# A Data Scrape of Alberta Education Learning Outcomes

The Alberta Ministry of Education hosts teaching resources relevant to K-12 programs of study at [learnalberta.ca](http://www.learnalberta.ca/ProgramsOfStudy.aspx). Many of these resources outline common curriculum outcomes. We can extract and visualize structures of the more codified ones.

---

### 1. Get the Data


We will scrape what we can from queries of [learnalberta.ca](http://www.learnalberta.ca/ProgramsOfStudy.aspx) using `requests`.

In [62]:
url = 'http://www.learnalberta.ca/ProgramsOfStudy.aspx'

# point to and query url
from requests import get, utils
r = get(url); r.ok

True

$\uparrow \ $ If we see `True` above, then our first request worked.
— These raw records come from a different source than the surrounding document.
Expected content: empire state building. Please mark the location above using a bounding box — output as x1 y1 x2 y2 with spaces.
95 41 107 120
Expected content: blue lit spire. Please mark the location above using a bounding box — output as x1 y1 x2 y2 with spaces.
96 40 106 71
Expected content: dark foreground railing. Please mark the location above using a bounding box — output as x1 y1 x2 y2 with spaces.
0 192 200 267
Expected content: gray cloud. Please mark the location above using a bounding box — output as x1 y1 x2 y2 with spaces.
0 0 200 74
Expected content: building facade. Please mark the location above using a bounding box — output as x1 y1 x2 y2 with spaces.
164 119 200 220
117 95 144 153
With this response, we can proceed.

The `BeautifulSoup` package offers us a way to parse the web content we receive.

We first detect the encoding of the response.

In [63]:
# decide which encoding to use
from bs4.dammit import EncodingDetector
httpEncoding = r.encoding if 'charset' in r.headers.get('content-type', '').lower() else None
htmlEncoding = EncodingDetector.find_declared_encoding(r.content, is_html=True)
encoding = htmlEncoding or httpEncoding; encoding

'utf-8'

Now we parse. We extract the names of programs of study to see that things are working.

In [64]:
# begin parsing HTML
from bs4 import BeautifulSoup as bs
soup = bs(r.content, "lxml", from_encoding=encoding)
searchFields = [i.find_next() for i in soup.find_all('strong')]
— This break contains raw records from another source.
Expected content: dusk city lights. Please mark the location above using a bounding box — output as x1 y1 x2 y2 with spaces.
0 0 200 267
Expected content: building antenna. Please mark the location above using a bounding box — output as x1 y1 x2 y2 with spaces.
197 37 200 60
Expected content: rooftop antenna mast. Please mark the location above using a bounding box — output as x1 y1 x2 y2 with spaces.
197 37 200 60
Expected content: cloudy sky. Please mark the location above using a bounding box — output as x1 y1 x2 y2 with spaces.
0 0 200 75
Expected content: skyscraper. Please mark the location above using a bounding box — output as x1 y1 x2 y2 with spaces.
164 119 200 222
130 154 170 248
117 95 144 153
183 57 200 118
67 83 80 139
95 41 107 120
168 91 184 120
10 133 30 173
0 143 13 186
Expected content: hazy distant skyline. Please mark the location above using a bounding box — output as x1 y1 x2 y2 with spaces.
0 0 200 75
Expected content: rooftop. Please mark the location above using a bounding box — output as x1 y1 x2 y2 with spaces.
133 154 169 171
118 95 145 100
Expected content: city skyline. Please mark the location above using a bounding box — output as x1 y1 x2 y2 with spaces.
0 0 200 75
searchOptions = [i.find_next()
                  .find_next()
                  .find_next()
                  .find_all("option")[1:]
                     for i in soup.find_all('strong')
                ]
fieldsOptionsReference = dict(zip(searchFields, searchOptions))

# print programs
for field, option in fieldsOptionsReference.items():
    print(field.text)
    for opt in option:
        print('\t', opt.text)

Core Programs
	 English Language Arts
	 Fine Arts
	 Health / Career & Life Management
	 Mathematics
	 Physical Education
	 Science
	 Social Studies
Complementary Programs
	 Aboriginal Studies
	 CTF
	 CTS: Apprenticeship
	 CTS: Business, Administration, Finance & Information Technology (BIT)
	 CTS: Career Transitions (CTR)
	 CTS: Health, Recreation & Human Services (HRH)
	 CTS: Media, Design & Communication Arts (MDC)
	 CTS: Natural Resources (NAT)
	 CTS: Trades, Manufacturing & Transportation (TMT)
	 English as a Second Language
	 Fine Arts
	 First Nations, Métis and Inuit (FNMI) Languages
	 French as a Second Language (FSL)
	 International Languages
	 Knowledge and Employability Occupational Courses


---

### 2. Select a Program & Course

Once we choose a subject, we can preview specific programs.

In [65]:
subject = 'Mathematics'

# find programs
from learnAlberta import soupForField
programs = soupForField(subject).find_all('a', href=lambda href: href and "ProgramOfStudy" in href)
programReference = {}
for p in programs:
    href = p['href']
    parameters = dict(q.split('=') for q in utils.urlparse(href).query.split('&'))
    programReference[parameters['ProgramId']] = p.text.strip()
programReference

{'174398': 'Mathematics (K & E) 10-4, 20-4',
 '26061': 'Mathematics Kindergarten to Grade 9 (2007, Updated 2016)',
 '348234': 'Mathematics Grade 10 - 12',
 '432948': 'Mathematics 31',
 '447048': 'Mathematics (K & E) Grade 8 - 9'}

$\uparrow \ $ We choose a `programID` from those above, and specify a course code, e.g. 20-1.

In [99]:
programID = "348234"
course = '20-1'

---

### 3. Isolate Learning Outcomes

Each high school mathematics course has its general outcomes formatted as headers.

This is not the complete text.